Eggs, particularly the yolk, and mushrooms are additional easily accessible options for maintaining adequate vitamin D levels.

For individuals in regions with limited sunlight, consulting healthcare professionals about vitamin D supplements can provide a convenient way to ensure sufficient intake and strike a balance between sunlight exposure, dietary sources, and supplementation for overall health.

Seeking Comfort food

It’s natural for the desire for comfort to intensify during the colder months when the chilly weather invites those super cozy moments. While traditional comfort foods may offer temporary solace, there are healthier alternatives that can still provide the same sense of warmth and satisfaction without compromising on nutrition.

Soups & Chili
Casseroles & Bakes
Baked Desserts

Takeaway

Just like Monday happens every week… Winter happens every year.
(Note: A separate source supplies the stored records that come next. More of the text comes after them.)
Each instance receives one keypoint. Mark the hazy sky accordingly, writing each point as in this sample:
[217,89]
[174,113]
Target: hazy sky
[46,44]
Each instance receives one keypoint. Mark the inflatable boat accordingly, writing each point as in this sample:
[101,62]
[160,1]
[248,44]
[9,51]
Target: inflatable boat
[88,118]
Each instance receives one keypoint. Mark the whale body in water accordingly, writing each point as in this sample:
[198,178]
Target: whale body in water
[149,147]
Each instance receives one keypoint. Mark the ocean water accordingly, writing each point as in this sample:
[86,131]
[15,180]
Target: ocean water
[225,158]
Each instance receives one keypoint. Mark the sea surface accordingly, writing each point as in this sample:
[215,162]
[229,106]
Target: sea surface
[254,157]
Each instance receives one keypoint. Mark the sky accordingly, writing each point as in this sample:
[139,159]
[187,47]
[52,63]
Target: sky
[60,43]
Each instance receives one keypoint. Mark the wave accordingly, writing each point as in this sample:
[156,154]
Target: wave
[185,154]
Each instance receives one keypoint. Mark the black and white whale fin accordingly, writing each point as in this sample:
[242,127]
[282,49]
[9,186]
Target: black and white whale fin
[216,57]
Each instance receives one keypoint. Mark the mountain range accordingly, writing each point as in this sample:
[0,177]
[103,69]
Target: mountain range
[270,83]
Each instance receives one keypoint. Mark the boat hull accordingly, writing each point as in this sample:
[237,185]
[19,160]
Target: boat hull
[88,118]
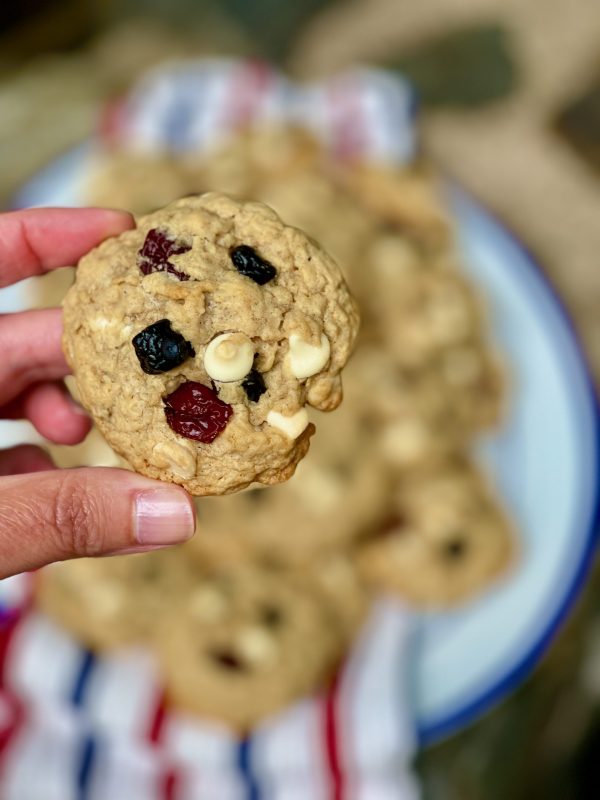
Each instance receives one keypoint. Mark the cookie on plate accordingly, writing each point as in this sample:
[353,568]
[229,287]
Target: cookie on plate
[110,602]
[246,643]
[448,539]
[198,339]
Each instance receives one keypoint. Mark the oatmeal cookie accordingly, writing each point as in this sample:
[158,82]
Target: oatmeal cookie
[448,539]
[111,602]
[198,339]
[245,644]
[337,495]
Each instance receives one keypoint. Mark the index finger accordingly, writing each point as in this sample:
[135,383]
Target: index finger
[40,239]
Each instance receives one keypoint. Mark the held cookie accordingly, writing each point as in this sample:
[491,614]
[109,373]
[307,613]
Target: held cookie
[198,338]
[110,602]
[340,492]
[448,540]
[245,644]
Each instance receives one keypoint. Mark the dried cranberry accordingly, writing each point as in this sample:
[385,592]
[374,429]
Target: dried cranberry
[247,262]
[254,385]
[194,411]
[158,248]
[159,348]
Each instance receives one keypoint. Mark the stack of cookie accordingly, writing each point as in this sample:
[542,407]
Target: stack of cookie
[388,499]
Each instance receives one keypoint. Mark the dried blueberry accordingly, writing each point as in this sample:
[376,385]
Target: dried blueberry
[247,262]
[193,410]
[159,348]
[156,251]
[454,548]
[254,385]
[227,659]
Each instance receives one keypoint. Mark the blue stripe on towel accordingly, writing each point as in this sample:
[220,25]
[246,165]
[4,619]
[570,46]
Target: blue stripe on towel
[85,767]
[244,762]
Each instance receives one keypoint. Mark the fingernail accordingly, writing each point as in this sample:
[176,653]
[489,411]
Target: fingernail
[76,407]
[141,548]
[163,516]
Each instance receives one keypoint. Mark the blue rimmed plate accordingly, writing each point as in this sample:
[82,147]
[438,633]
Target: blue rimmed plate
[546,461]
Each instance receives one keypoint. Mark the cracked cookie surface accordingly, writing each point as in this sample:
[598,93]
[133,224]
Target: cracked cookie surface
[198,338]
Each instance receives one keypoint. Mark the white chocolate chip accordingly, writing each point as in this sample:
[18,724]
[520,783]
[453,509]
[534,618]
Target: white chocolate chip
[319,488]
[257,646]
[291,426]
[405,441]
[307,359]
[229,357]
[208,604]
[176,457]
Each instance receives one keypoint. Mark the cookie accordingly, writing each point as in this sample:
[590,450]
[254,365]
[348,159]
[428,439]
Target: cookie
[245,644]
[111,602]
[447,540]
[338,493]
[198,339]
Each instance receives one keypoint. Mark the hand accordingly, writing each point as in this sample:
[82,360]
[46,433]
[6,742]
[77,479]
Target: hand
[48,514]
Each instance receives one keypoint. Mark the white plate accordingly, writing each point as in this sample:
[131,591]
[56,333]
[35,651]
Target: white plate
[546,462]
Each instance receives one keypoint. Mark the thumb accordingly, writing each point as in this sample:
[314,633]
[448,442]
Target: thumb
[60,514]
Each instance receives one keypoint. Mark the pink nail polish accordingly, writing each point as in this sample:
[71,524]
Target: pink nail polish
[163,516]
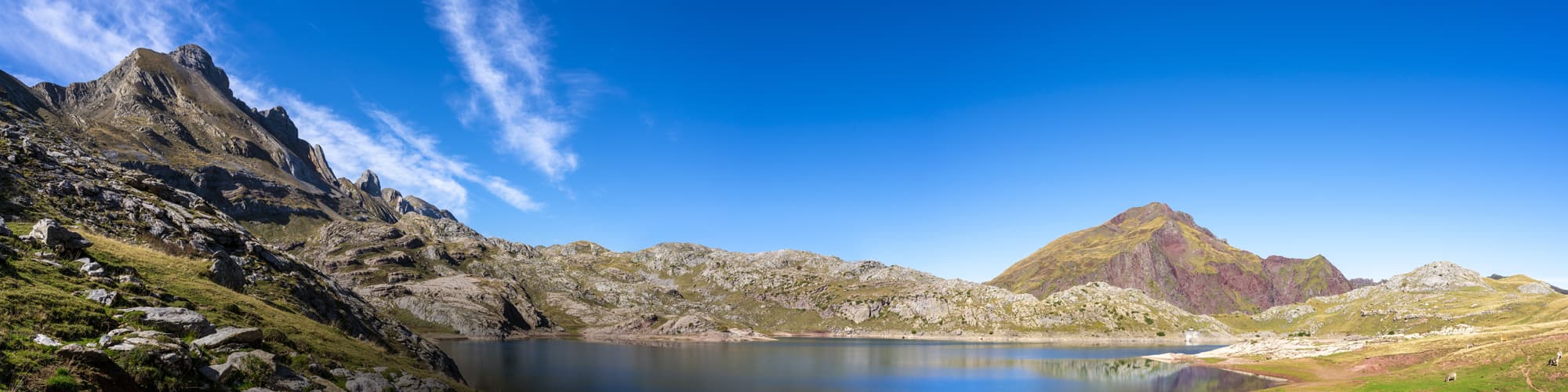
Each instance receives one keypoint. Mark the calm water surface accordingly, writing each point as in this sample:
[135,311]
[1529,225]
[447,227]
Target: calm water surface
[832,365]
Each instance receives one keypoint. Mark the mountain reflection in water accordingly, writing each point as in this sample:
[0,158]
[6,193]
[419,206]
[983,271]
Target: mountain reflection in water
[832,365]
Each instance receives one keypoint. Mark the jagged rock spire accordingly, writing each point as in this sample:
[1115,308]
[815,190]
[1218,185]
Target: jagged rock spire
[197,59]
[369,183]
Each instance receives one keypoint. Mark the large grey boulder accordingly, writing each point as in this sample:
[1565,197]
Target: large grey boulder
[175,321]
[227,272]
[92,269]
[84,355]
[1537,289]
[100,296]
[1437,277]
[368,383]
[410,383]
[45,339]
[230,336]
[56,236]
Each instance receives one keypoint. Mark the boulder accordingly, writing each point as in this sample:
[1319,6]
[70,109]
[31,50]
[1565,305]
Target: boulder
[84,355]
[56,236]
[227,272]
[48,341]
[1537,289]
[230,336]
[92,269]
[410,383]
[175,321]
[368,383]
[104,297]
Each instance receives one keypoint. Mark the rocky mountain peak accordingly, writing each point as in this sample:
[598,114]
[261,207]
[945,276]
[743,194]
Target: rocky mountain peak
[369,183]
[1437,277]
[1164,253]
[197,59]
[1152,212]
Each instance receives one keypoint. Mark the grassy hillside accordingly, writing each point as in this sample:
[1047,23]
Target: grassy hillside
[1506,358]
[43,300]
[1377,311]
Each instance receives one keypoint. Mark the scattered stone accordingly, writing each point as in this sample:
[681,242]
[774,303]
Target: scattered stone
[104,297]
[399,277]
[368,383]
[410,383]
[53,234]
[92,269]
[1537,289]
[48,341]
[228,274]
[175,321]
[85,355]
[230,336]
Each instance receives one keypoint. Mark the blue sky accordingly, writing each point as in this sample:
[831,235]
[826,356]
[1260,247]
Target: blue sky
[948,139]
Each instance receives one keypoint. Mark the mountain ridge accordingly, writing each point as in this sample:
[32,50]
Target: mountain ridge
[1167,255]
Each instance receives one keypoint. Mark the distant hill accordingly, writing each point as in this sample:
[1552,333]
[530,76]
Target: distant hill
[1429,299]
[1169,256]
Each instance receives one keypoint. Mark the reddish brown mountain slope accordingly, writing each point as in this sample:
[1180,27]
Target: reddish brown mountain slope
[1169,256]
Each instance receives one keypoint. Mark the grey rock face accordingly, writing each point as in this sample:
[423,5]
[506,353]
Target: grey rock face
[369,183]
[197,59]
[1536,289]
[45,339]
[410,383]
[56,236]
[82,355]
[1439,277]
[175,321]
[368,383]
[230,336]
[228,274]
[104,297]
[93,269]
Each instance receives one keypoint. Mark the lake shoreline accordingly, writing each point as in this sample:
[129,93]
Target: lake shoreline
[1092,341]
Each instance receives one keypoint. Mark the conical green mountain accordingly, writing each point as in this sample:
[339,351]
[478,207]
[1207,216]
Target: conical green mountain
[1169,256]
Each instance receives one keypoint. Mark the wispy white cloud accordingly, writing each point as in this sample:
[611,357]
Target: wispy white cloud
[503,54]
[74,43]
[81,43]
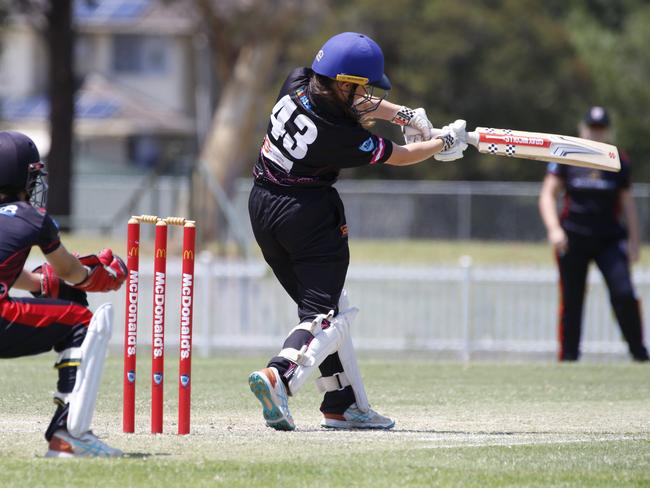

Avoiding it is not going to help change where you are right now. You’re only putting off what you want one more time, and truth be told, you’re going to be confronted with this again next year.

You have choices. You can make those choices right now and break the cycle of waiting to change your life. And that’s not saying that you need to jump outside seven days this week, and make it happen every single day. Just give yourself a reasonable goal… Three days this week I am going to make sure that I walk outside or I go to the gym or I do XYZ. That’s not even half of the week. That’s three days out of seven that you’re going to just embrace the discomfort of the cold that happens every year in order to change the rest of your life. Because you are. That’s not me being dramatic. When you change your path right now, you are changing the trajectory of the rest of your life. Every little thing does matter. It all matters. Don’t fool yourself with telling yourself that it doesn’t. What you do today is more than likely going to influence what you do tomorrow and so on and so forth. So what are you going to do?